Backyard Ready Pig Roast
Plan for about one pound of (unprepared) pork per person for a backyard cookout. (Shutterstock image)

Food Safety and Serving It Up!

As with any type of cooking, and particularly when you’re having guests over, who are expecting to eat at a certain time, there are other considerations here.

One is the amount of time it will take to properly cook your pork to the correct internal temperatures. Author Jeff Savell gives a few thoughts on this topic in the Texas A&M treatise entitled “Whole Pig Cooking in Texas Barbecue”

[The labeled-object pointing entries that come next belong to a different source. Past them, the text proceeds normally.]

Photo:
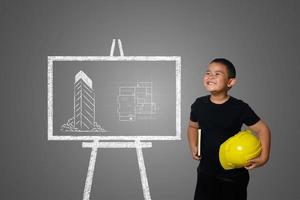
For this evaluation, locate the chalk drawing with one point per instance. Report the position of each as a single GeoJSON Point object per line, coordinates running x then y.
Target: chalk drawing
{"type": "Point", "coordinates": [83, 119]}
{"type": "Point", "coordinates": [93, 142]}
{"type": "Point", "coordinates": [136, 102]}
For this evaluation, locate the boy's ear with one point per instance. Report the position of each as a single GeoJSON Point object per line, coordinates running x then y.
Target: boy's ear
{"type": "Point", "coordinates": [231, 82]}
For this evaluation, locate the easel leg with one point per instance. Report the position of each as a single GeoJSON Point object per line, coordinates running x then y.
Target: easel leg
{"type": "Point", "coordinates": [90, 174]}
{"type": "Point", "coordinates": [143, 174]}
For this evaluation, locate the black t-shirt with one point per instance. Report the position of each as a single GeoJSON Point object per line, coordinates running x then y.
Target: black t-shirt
{"type": "Point", "coordinates": [218, 122]}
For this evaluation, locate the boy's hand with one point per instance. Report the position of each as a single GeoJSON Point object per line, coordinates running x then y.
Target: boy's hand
{"type": "Point", "coordinates": [256, 162]}
{"type": "Point", "coordinates": [194, 151]}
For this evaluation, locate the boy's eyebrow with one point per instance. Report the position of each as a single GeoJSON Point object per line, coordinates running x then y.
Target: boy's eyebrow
{"type": "Point", "coordinates": [215, 71]}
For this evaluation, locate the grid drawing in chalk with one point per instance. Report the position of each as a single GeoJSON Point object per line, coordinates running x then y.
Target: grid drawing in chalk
{"type": "Point", "coordinates": [136, 102]}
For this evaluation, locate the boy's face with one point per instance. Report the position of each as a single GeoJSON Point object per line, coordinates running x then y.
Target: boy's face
{"type": "Point", "coordinates": [216, 78]}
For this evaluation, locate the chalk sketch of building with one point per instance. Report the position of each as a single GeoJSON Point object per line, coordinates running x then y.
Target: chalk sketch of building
{"type": "Point", "coordinates": [136, 102]}
{"type": "Point", "coordinates": [84, 107]}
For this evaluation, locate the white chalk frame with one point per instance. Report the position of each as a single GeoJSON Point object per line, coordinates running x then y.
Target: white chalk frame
{"type": "Point", "coordinates": [52, 59]}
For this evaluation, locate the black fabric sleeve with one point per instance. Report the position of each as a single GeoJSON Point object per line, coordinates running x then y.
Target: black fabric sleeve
{"type": "Point", "coordinates": [193, 114]}
{"type": "Point", "coordinates": [249, 117]}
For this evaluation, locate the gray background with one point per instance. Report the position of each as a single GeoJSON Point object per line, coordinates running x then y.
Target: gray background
{"type": "Point", "coordinates": [260, 37]}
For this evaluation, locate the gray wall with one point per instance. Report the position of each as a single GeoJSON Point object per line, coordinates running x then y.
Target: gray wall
{"type": "Point", "coordinates": [260, 37]}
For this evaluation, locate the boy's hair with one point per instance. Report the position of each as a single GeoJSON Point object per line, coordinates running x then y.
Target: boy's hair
{"type": "Point", "coordinates": [230, 67]}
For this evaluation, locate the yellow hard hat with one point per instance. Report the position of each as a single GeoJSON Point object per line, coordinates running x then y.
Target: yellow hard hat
{"type": "Point", "coordinates": [239, 149]}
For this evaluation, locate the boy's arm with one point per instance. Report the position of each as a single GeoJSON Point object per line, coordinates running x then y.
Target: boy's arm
{"type": "Point", "coordinates": [263, 132]}
{"type": "Point", "coordinates": [193, 139]}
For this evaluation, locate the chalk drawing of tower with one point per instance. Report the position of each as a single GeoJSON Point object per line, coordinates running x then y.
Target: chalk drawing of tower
{"type": "Point", "coordinates": [84, 102]}
{"type": "Point", "coordinates": [83, 119]}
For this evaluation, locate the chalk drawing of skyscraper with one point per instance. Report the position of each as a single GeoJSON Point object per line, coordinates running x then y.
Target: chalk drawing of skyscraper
{"type": "Point", "coordinates": [84, 102]}
{"type": "Point", "coordinates": [83, 119]}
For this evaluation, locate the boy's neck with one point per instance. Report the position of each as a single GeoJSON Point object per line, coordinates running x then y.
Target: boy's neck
{"type": "Point", "coordinates": [219, 98]}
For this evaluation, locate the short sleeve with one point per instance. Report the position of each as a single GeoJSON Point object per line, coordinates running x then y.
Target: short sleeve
{"type": "Point", "coordinates": [249, 117]}
{"type": "Point", "coordinates": [193, 114]}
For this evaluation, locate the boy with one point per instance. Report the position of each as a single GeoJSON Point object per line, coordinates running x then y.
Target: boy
{"type": "Point", "coordinates": [220, 116]}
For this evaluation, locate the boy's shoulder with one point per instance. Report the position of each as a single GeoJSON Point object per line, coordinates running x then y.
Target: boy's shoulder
{"type": "Point", "coordinates": [232, 100]}
{"type": "Point", "coordinates": [202, 99]}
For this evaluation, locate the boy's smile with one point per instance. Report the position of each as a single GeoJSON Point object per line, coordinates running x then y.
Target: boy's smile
{"type": "Point", "coordinates": [216, 78]}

"Ray Riley and I built the fire in one of the pans in the cinder-block pit around 6 am using split oak logs," he noted. "With the fire built and ready to go, we put the pig on around 7 am. We monitored the temperatures of the ham and shoulder using an iGrill connected to an iPad. Target temperatures were 190°F in the ham and shoulder.

"The pit temperature ranged from 250 to 300°F for most of the day. Very few logs had to be added during the day, but we had great weather to cook in (mid 70s). The pig was ready around 3:30 pm ahead of the 4 pm class."

Another key consideration is how to serve your pork—my vote is for the famed Mid-South pulled pork sandwich consisting of steaming meat piled high on hamburger buns, topped with cole slaw and barbecue sauce—but there are plenty of other options and potential side dishes as well.

In the end, perfecting the backyard pig roast is a hobby unto itself, one that many people across the country spend years trying to perfect. If you'd like to shorten your learning curve, there are numerous online guides available to help you through all of this wonderfully tasty and complex topic.

Backyard Ready Pulled Pork
To be sure, there are few things more delectable—or more crowd pleasing—than pulled pork barbecue. (Shutterstock image)

One final word, especially if you're a cookbook person—and I happen to know a certain outdoor writer who is—and that’s to consider a great resource from Afield cookbook author and Texas hunter, fisherman, and cook Jesse Griffiths.

A chef of delectable wild cuisine and co-owner of the Dai Due Butcher Shop & Supper Club and New School of Traditional Cookery in Austin, Texas, Griffiths is also author of a new pork cooking resource called The Hog Book.

That volume is described as the definitive book on hunting, preparing and cooking wild pigs. There's all kinds of great advice in this cookbook on hunting, butchering, cooking, and serving wild pork to your dinner guests. And it helps provide a safe, ethical and tasty means of addressing the scores of invasive wild pigs that are damaging the landscape across many portions of the country.

The bottom line here is that a pig roast is a wonderful way to celebrate barbecue season in your Backyard Ready space, and a chance to throw a party that your guests will remember for the rest of the year.

Make some plans, get the proper grub and gear for your pork celebration, and let the backyard smoking adventures begin!